Monday, September 04, 2006


Croc Hunter

I’m going to be blunt. There. That’s my disclaimer. And you might think I’m insensitive, and maybe I am. But let’s just get the air cleared.

The croc hunter is dead. He was stabbed by a stingray, his venomous tail barb penetrating Steve Irwin’s thoractic cavity, through the intercostal muscles and skewering his heart. And although stingrays often jab people (probably when people step on them inadvertently or annoy them enough), people rarely die from their wounds. I imagine, though, that few of these documented punctures are through the heart!

Some may say that the croc hunter had it coming.
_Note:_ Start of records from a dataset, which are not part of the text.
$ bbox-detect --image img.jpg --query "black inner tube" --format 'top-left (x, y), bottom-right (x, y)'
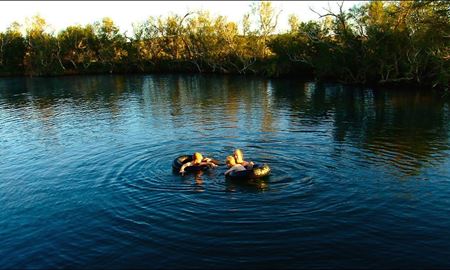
top-left (172, 155), bottom-right (216, 172)
top-left (226, 164), bottom-right (271, 179)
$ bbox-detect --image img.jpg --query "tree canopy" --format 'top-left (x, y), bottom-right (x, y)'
top-left (0, 1), bottom-right (448, 90)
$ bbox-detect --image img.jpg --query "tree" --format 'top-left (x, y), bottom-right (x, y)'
top-left (288, 14), bottom-right (300, 33)
top-left (94, 17), bottom-right (128, 73)
top-left (57, 24), bottom-right (98, 72)
top-left (24, 15), bottom-right (63, 76)
top-left (251, 1), bottom-right (281, 57)
top-left (0, 22), bottom-right (25, 74)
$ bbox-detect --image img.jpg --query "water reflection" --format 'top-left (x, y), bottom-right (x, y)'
top-left (269, 80), bottom-right (450, 176)
top-left (225, 178), bottom-right (270, 193)
top-left (0, 74), bottom-right (449, 177)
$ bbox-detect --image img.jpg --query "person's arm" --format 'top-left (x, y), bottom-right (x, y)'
top-left (224, 167), bottom-right (232, 175)
top-left (203, 158), bottom-right (219, 166)
top-left (180, 162), bottom-right (193, 175)
top-left (207, 161), bottom-right (218, 168)
top-left (200, 160), bottom-right (218, 168)
top-left (224, 165), bottom-right (236, 175)
top-left (241, 161), bottom-right (253, 169)
top-left (246, 161), bottom-right (254, 170)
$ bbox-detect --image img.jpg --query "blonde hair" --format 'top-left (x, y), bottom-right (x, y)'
top-left (226, 156), bottom-right (237, 166)
top-left (193, 152), bottom-right (203, 164)
top-left (234, 149), bottom-right (244, 164)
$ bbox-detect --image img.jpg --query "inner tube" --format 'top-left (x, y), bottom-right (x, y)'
top-left (226, 164), bottom-right (271, 179)
top-left (172, 155), bottom-right (219, 173)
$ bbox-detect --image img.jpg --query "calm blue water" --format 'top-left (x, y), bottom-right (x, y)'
top-left (1, 74), bottom-right (449, 269)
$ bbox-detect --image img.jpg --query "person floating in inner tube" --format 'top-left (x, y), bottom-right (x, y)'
top-left (179, 152), bottom-right (218, 175)
top-left (233, 149), bottom-right (254, 169)
top-left (224, 156), bottom-right (247, 176)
I know it’s not a nice thing to say about the late great man who simultaneously loved and taunted nature. Some would say he didn’t respect the potential ferocity of wild animals. There is no doubt in my mind that he was passionate about nature and did, in fact, respect all of the world’s creatures. I’d say, quite simply, he was a drama queen. He loved to get the adrenaline pumping through his veins; he loved to speak with his arms and get spectators fired up about crocs and gators and lizards and snakes and spiders and deadly oceanic creatures.
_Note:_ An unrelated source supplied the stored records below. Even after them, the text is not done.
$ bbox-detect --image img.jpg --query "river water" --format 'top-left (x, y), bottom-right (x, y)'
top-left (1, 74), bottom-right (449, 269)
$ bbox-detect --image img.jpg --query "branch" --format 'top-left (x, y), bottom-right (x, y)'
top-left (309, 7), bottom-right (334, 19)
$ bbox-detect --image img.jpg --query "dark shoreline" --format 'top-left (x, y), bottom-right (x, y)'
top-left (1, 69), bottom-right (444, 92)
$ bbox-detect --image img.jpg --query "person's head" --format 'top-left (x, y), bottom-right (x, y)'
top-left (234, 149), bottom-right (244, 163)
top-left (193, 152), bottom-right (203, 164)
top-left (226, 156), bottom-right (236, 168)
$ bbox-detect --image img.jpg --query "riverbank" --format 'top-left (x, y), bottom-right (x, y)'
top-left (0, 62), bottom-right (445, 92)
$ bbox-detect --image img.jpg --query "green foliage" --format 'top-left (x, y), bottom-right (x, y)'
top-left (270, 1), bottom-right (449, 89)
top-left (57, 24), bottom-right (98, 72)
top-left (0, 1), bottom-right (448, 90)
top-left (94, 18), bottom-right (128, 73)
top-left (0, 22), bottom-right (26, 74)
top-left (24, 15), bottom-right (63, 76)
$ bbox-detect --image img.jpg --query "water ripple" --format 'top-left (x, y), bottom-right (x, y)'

So I am going to make an assumption about the late great croc hunter. I don’t think he would have wanted to leave this world quietly in his arm chair with a book on his lap. I think he would have wanted to go in a blaze of glory, embraced by the wild unpredictability that made him as excited as we’ve all seen he can get. Leaving so early in his life is an untimely tragedy, but I think we can all agree that there was nothing typical about this man.

2 comments:

Unknown said...

I loved the Croc Hunter, but as Rob and I have said today, I can't say that I'm surprised that something happened to him...in some ways I think it was just a matter of time...how's that for blunt (and somewhat shameful)

Smakie said...

I'm pretty affected by his death, oddly enough. I grew up watching him and loved how he loved his animals. This was such a stupid way to leave. I thought it was a nightmare when I found out this morning. I feel bad for his family.